Buccinasco, 28mila abitanti alle porte di Milano, tre panetterie e 30 agenzie immobiliari, visto che il mattone tira più del pane, è detta la Platì del nord, perché è considerata una delle roccaforti della 'ndrangheta in Lombardia. Non è la sola, né la più importante, ma è l'archetipo della mafia che dilaga in Padania con una struttura territoriale che la Direzione Investigativa Antimafia descrive di tipo "federativo". Da Buccinasco a Paderno e Corsico, da Sondrio al pavese fino all'alto mantovano, e giù oltre i confini lombardi, la 'ndrangheta è strutturata sul territorio con mastrogenerali, reggenti, affiliati, picciotti, colletti bianchi, imprenditori e politici conniventi. Nessuno meglio di Roberto Maroni, che ha alcuni meriti nella lotta alle mafie, conosce questa situazione.

Non solo perché è lombardo, non solo perché è ministro dell'Interno e riceve i mattinali delle questure e dei carabinieri con i rapporti sulle gesta delle 'ndrine nel suo territorio. Ma anche perché nell'ultimo decennio, da dirigente della Lega Nord, ha potuto osservare da vicino la crescita del sistema mafioso attraverso il progressivo inquinamento degli appalti, dei lavori pubblici, della sanità, che da sola rappresenta ogni anno in Lombardia una spesa di 16 miliardi, il 72% del bilancio regionale.
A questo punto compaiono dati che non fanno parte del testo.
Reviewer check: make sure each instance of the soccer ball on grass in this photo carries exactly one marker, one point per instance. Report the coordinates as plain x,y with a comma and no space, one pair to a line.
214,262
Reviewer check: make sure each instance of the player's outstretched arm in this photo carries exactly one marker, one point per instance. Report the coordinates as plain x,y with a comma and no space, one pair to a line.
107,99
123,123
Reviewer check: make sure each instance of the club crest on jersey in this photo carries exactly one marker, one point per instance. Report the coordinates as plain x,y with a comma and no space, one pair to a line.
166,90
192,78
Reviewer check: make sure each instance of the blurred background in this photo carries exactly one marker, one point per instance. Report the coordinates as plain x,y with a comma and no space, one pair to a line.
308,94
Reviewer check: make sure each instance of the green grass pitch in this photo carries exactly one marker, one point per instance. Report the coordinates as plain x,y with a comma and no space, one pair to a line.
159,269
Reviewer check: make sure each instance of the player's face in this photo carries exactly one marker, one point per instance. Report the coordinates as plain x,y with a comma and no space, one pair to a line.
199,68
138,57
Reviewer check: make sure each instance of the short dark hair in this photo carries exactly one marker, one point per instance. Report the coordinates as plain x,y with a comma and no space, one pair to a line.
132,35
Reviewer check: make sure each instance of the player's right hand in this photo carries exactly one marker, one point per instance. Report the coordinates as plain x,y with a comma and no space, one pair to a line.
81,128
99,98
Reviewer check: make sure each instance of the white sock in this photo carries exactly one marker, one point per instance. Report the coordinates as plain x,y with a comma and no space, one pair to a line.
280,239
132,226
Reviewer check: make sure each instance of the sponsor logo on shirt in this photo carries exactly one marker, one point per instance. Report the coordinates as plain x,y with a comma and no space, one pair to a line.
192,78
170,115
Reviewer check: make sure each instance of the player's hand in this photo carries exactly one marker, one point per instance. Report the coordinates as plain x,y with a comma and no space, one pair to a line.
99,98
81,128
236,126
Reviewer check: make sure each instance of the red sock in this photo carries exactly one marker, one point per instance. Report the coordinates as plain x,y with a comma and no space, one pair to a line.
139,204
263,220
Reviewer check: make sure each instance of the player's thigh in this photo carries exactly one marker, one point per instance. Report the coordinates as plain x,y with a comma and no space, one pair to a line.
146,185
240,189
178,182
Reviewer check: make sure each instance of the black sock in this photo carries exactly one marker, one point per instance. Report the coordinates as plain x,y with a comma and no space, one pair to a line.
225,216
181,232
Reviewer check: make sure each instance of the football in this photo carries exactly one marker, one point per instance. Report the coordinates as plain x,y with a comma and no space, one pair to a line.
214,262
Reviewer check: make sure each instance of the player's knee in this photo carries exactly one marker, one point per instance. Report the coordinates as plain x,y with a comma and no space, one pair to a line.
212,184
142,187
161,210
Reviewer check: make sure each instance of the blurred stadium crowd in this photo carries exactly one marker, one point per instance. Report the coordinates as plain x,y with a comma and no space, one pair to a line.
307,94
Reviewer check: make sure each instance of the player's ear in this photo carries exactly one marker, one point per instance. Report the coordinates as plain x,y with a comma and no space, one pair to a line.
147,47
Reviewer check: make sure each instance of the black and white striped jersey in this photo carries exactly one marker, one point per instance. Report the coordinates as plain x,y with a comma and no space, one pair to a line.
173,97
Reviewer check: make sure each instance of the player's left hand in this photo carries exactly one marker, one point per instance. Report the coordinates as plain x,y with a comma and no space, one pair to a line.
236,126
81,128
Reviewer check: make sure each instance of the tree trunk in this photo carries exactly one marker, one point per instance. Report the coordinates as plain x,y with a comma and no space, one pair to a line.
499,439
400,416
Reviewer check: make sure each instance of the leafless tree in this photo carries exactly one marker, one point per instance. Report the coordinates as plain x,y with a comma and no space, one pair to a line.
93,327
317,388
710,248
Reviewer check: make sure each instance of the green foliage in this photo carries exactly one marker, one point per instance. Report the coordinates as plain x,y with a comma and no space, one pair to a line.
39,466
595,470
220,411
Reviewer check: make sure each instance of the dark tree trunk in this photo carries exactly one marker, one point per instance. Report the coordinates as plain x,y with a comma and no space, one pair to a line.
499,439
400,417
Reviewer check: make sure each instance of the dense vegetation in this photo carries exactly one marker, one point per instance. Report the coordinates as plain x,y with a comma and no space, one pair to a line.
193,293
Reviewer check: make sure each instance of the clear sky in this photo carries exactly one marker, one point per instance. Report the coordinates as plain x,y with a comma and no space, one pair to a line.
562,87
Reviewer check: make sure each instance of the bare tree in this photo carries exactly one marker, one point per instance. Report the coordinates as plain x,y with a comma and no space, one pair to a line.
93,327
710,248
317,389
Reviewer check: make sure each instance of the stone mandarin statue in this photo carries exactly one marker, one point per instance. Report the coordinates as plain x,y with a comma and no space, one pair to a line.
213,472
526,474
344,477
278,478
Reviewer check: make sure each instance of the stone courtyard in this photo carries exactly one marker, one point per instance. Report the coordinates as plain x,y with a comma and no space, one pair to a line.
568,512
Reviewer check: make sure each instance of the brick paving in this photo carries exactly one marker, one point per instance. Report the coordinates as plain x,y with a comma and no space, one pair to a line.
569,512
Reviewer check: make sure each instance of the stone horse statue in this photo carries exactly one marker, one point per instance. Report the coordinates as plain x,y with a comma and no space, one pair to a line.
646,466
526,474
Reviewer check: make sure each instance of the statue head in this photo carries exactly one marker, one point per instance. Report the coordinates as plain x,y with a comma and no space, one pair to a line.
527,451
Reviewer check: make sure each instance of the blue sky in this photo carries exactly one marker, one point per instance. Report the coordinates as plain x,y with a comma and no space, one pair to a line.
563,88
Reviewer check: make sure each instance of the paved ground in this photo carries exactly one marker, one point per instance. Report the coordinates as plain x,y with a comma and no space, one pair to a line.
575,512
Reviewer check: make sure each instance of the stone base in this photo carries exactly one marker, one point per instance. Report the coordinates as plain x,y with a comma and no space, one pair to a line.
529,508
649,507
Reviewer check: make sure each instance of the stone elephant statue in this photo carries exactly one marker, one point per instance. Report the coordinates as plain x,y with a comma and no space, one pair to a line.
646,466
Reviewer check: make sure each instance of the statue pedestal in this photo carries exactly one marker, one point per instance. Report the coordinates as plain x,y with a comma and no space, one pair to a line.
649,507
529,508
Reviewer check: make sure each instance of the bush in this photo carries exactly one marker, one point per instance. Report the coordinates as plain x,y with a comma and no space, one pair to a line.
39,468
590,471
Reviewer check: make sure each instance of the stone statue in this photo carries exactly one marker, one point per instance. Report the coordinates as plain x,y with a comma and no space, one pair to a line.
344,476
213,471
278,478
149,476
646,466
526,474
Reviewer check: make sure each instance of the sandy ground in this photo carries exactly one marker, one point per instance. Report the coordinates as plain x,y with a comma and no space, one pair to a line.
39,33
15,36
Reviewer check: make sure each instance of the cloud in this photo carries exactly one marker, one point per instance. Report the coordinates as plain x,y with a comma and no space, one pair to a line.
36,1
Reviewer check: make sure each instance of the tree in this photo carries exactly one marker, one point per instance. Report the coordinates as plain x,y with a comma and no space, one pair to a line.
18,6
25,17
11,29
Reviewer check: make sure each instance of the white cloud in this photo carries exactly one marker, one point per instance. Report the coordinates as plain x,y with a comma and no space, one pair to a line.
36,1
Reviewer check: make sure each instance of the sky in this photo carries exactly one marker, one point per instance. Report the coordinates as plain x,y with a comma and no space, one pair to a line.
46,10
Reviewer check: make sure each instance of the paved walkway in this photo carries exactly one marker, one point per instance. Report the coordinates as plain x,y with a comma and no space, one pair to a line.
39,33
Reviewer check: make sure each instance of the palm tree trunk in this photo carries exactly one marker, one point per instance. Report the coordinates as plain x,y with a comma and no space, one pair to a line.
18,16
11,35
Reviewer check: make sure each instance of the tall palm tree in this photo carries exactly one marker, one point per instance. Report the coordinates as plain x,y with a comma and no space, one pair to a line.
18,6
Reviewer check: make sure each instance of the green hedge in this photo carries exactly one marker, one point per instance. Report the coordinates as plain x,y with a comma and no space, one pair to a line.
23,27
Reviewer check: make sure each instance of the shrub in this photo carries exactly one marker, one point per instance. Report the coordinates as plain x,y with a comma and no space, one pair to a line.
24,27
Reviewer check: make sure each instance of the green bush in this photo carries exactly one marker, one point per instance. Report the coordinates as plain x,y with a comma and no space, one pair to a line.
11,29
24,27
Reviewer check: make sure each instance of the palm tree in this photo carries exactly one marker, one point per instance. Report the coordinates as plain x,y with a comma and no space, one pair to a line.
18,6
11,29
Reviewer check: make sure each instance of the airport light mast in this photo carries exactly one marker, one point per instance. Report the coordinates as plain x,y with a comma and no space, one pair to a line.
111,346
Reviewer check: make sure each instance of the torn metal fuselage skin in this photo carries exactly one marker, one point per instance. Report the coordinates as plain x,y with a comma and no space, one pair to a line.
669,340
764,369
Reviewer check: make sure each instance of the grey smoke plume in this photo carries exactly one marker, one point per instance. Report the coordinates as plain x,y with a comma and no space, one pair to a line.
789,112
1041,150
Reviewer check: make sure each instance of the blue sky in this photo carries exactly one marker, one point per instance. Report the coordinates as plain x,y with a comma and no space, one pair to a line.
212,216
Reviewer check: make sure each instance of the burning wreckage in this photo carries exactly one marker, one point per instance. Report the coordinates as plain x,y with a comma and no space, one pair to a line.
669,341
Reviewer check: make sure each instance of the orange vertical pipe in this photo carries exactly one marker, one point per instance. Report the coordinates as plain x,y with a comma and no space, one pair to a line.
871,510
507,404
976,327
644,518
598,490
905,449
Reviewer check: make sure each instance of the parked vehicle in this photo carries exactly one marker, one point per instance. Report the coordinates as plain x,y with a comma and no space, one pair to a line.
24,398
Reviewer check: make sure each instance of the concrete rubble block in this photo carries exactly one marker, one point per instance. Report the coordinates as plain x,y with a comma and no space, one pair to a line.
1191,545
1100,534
E' suonata perciò alquanto stonata la protesta del ministro, poi prudentemente rientrata, contro Roberto Saviano, il quale non ha fatto altro che rendere esplicite televisivamente notizie a lui ben note.

Pur senza tirare in ballo il consigliere regionale leghista Angelo Ciocca, eletto con 19mila voti, più di quelli ottenuti da Renzo Bossi, fotografato dai carabinieri del Ros con il presunto boss della 'ndrangheta lombarda Pino Neri, Maroni sa meglio di chiunque altro ciò che, dopo anni di scontri di potere, ha portato in Lombardia il sodalizio con Roberto Formigoni, Comunione e Liberazione, la Compagnia delle Opere e tutto il mondo degli affari che vi ruota intorno. Se la testimonianza dell'ex assessore regionale alla Sanità del suo partito Alessandro Cé, cacciato da lui e da Bossi, non gli basta, gli consigliamo la lettura di un titanico saggio di Ferruccio Pinotti in uscita per i tipi di Chiarelettere, La lobby di Dio.

A Gudo Gambaredo, frazione della Platì mafiosa del nord, viveva il leader carismatico di Cl don Luigi Giussani. Del suo movimento Formigoni è oggi il politico di riferimento e la Compagnia delle Opere il braccio armato in affari non sempre cristallini. In una rete di potere e di interessi quantomeno opaca spesso spuntano le cosche federaliste milanesi. Difficilmente Maroni può negare che il patto con il formigonismo sembra saldare la fusione della forza popolare della Lega con la destra cattolica propensa agli affari, in una specie di partito cristiano di massa. Forse, come sospetta il politologo Giorgio Galli, la forza del conservatorismo di radice giussaniana è arrivata al punto di modificare il Dna della Lega Nord, che dopo le ampolle e i riti celtici si è impregnata di tradizionalismo cattolico. E forse in qualche sua parte anche di affarismo sul modello CdO.